Elizabeth Palmer Peabody was born on May 16, 1804 in Billerica, Massachusetts. Her father, Dr. Nathaniel Peabody, worked as a dentist. Her mother, Elizabeth Peabody, was an educator and author. Elizabeth Palmer was the eldest of six siblings: Mary, Sophia, Nathaniel, George, and Wellington.
Due to her parent’s rigorous teaching and support, Elizabeth started her own private school at age sixteen. In her free time as a teacher, Peabody was tutored in Greek by nineteen-year-old Ralph Waldo Emerson.
The year she turned 30, Elizabeth Peabody helped Amos Bronston Alcott create and run the controversial Temple School in Boston.
In 1840, Peabody opened a bookstore and lending library, also in Boston. Her bookstore became a meeting place of the Transcendentalist Club. Elizabeth Peabody was the first woman to host a Transcendentalist Club meeting. Later that same year, Peabody began publishing books. She published a thousand copies of the antislavery book Emancipation, written by her mentor Dr. William Ellery Channing.
Reflecting on her bookstore, Peabody said,
“I came into contact with the world as never before.”
A year after opening her bookstore, Elizabeth Peabody became the second publisher of The Dial, a Transcendentalist magazine which ran from 1840 to 1844. Henry David Thoreau’s writing was first published in The Dial.
In 1849 she edited the literary journal Æsthetic Papers which only lasted for one issue but contained the first printing of Thoreau’s “Resistance to Civil Government.”

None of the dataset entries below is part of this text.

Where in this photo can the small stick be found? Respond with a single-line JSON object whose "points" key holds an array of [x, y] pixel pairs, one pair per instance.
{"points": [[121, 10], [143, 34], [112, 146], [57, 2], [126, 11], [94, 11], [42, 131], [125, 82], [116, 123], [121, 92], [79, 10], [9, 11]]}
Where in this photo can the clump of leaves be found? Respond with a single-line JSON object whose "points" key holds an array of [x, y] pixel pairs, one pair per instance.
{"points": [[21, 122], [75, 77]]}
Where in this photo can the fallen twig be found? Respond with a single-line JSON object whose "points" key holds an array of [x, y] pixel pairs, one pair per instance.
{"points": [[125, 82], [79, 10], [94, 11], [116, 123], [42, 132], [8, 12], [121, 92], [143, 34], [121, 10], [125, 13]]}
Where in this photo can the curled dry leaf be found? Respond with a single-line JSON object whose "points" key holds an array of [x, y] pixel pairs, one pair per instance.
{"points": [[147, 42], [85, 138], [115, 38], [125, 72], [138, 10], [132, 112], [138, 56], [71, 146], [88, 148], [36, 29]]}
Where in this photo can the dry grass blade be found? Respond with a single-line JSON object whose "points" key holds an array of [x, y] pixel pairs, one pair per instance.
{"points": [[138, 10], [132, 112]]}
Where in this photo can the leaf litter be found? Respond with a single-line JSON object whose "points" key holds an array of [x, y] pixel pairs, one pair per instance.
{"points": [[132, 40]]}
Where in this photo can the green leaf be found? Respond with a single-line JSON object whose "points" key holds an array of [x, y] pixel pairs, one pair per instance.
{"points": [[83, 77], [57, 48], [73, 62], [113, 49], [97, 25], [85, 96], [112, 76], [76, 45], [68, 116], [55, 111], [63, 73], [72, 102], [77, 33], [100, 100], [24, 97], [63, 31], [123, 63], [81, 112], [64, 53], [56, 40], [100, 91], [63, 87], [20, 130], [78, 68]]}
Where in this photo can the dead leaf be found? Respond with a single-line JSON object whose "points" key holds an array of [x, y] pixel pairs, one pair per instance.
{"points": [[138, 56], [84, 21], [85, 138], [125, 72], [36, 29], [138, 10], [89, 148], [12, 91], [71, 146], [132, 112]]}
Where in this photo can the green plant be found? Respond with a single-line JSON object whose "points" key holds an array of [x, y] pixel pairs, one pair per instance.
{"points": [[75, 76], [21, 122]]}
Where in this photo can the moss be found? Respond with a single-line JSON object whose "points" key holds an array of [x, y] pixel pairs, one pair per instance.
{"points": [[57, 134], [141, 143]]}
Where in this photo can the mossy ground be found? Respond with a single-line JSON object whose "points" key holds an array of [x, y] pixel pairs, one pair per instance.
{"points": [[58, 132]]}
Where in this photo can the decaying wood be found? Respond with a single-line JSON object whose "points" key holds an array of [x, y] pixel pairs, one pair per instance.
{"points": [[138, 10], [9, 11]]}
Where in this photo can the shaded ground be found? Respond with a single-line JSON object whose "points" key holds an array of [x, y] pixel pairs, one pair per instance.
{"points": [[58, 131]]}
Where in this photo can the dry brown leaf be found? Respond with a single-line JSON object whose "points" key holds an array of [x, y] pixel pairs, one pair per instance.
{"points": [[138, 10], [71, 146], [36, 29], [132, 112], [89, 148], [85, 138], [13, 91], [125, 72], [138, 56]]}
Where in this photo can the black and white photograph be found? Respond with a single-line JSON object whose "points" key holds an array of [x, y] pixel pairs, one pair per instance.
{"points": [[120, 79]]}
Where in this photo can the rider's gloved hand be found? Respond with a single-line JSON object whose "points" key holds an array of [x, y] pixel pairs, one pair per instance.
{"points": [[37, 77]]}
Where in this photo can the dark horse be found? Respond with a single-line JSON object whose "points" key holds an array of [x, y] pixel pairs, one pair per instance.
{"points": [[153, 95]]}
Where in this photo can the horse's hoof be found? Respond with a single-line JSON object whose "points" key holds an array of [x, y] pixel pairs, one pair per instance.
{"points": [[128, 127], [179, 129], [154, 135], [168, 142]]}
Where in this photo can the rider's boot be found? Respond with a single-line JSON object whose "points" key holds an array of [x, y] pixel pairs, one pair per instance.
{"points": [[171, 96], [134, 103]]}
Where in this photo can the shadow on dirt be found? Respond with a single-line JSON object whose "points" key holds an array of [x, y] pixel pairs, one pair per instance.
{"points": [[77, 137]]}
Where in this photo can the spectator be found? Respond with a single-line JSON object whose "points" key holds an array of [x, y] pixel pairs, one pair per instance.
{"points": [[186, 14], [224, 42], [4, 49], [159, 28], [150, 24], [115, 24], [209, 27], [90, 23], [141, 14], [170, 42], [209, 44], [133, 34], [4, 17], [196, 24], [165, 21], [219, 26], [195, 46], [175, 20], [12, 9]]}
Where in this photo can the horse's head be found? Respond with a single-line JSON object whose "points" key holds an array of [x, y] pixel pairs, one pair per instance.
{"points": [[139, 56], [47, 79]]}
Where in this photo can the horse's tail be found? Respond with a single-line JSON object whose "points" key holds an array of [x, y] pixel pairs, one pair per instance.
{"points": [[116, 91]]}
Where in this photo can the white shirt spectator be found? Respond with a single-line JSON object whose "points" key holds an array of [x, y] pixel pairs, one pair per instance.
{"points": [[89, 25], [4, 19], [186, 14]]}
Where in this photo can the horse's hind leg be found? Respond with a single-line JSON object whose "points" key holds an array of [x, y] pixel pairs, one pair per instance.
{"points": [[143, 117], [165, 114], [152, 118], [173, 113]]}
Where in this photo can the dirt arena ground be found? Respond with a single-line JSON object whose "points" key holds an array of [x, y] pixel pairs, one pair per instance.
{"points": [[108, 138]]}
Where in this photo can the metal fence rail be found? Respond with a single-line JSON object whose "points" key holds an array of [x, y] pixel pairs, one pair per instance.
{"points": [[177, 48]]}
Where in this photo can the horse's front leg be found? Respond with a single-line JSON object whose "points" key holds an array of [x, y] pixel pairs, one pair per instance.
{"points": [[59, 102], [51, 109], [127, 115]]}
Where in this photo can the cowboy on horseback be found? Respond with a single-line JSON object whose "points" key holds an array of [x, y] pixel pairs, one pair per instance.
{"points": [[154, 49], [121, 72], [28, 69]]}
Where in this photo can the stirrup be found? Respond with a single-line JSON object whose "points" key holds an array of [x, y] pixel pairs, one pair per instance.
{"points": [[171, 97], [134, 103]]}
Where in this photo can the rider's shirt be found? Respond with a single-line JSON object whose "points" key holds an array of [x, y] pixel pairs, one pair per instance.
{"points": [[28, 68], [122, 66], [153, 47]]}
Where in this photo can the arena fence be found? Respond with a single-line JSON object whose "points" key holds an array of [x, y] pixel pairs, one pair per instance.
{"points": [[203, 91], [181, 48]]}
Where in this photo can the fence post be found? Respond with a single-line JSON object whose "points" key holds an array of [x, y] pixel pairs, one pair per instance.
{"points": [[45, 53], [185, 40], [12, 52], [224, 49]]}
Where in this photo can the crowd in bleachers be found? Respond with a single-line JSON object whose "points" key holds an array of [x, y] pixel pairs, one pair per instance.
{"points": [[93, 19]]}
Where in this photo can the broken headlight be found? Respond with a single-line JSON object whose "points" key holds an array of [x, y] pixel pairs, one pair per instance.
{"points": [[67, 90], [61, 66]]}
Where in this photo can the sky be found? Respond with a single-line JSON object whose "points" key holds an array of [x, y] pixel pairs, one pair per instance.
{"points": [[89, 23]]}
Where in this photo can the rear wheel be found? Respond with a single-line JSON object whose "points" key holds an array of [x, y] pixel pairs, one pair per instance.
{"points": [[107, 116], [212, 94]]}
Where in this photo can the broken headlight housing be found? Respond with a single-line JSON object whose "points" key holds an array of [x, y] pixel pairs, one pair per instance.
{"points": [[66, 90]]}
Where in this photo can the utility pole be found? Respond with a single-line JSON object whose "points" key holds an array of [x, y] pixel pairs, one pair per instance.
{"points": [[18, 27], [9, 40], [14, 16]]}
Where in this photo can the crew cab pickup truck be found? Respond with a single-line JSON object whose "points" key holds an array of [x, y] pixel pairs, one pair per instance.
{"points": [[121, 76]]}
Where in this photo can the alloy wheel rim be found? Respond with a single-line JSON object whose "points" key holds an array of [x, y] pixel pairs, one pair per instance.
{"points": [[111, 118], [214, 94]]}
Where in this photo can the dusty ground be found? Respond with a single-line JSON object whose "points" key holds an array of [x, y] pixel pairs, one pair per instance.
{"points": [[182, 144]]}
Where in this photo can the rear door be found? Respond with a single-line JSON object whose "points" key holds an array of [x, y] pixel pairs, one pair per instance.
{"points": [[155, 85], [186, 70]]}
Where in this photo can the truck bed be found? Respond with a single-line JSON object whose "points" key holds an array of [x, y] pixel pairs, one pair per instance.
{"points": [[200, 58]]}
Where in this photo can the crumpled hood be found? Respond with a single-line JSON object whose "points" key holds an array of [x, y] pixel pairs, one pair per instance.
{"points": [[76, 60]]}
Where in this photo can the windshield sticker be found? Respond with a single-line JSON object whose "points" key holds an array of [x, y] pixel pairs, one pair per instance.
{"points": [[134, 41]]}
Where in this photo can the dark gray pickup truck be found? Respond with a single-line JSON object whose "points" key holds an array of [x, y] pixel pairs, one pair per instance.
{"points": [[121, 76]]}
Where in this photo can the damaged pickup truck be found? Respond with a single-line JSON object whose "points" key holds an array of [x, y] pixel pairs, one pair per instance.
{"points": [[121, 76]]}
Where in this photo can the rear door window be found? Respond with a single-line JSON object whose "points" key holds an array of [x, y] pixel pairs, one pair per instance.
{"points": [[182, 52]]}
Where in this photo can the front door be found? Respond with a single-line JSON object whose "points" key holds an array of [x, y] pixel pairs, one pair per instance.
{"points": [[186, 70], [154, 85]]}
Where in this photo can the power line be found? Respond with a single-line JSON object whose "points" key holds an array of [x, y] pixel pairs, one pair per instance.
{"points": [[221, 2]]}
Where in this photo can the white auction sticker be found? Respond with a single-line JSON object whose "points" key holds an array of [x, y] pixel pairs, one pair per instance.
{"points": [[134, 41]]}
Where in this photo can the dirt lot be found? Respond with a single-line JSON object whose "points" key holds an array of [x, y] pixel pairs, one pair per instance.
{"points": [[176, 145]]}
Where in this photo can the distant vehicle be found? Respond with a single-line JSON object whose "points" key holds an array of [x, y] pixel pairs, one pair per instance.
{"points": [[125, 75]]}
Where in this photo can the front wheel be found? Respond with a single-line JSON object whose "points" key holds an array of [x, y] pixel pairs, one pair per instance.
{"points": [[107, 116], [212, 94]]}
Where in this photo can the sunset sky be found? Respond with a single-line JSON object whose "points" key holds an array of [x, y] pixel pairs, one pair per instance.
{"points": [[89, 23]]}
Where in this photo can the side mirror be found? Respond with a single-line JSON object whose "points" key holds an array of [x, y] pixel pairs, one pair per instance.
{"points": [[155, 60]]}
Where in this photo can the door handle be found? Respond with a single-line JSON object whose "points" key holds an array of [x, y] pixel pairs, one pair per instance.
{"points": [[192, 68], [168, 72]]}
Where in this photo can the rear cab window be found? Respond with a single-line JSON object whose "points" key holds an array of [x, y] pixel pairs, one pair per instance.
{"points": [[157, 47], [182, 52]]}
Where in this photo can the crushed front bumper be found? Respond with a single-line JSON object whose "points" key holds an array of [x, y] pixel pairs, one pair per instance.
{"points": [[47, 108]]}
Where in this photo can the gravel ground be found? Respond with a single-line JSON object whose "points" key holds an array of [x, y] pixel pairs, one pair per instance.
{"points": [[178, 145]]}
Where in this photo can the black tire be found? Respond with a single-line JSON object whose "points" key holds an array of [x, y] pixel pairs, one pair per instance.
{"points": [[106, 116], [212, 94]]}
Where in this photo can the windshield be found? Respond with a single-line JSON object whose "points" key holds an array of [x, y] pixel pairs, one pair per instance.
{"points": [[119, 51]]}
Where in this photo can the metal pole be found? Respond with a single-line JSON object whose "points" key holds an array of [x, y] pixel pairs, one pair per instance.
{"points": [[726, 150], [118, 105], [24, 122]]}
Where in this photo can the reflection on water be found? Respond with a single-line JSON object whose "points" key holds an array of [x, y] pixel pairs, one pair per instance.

Inspired by her own passion for education and Friedrich Froebel, a German educator who initiated the concept of guided play for children, Peabody opened the first American kindergarten in 1860. Peabody’s kindergarten was located on Pinckney Street on Boston’s Beacon Hill.
Peabody first learned about Friedrich Froebel while attending a party in Boston in 1859. At the party, Peabody met Margarethe Schurz, the wife of a Wisconsin politician, and her daughter Agathe. Peabody remarked to Mrs. Schurz,
“‘that child of yours is a miracle—so child-like and unconscious, yet so wise and able, attracting and ruling the children, who seem nothing sort of enchanted.’ ‘No miracle, but only brought up in a kindergarten,’ said Mrs. Schurz. ‘A kindergarten! what is that?’ ‘A garden whose plants are human. Did you never hear of Froebel?’”
Throughout her life, Elizabeth Peabody worked to create interest in and fundraise for new schools. One school which was particularly important to her was Sarah Winnemucca’s school for Piutes children, native to present day Nevada.
By the time she was in her seventies, Elizabeth Palmer Peabody was a public figure. Newspapers reported when she fell into a snowbank and asked the people who helped her up if they knew about Sarah Winnemucca. Peabody was declared “The Grandmother of Boston.”
Peabody was a well-known Transcendentalist, alongside Henry David Thoreau, Ralph Waldo Emerson, Amos Bronson Alcott, and Margaret Fuller. Elizabeth Peabody spent years campaigning to establish Froebel’s kindergarten throughout the public school system. Today, the results of her effort are still in place. Some of Peabody’s most notable literary pieces include First Steps to the Study of History, and articles included in The Kindergarten Messenger. At age 89, Peabody’s life came to an end on January 3, 1894. She is buried in Sleepy Hollow Cemetery in Concord.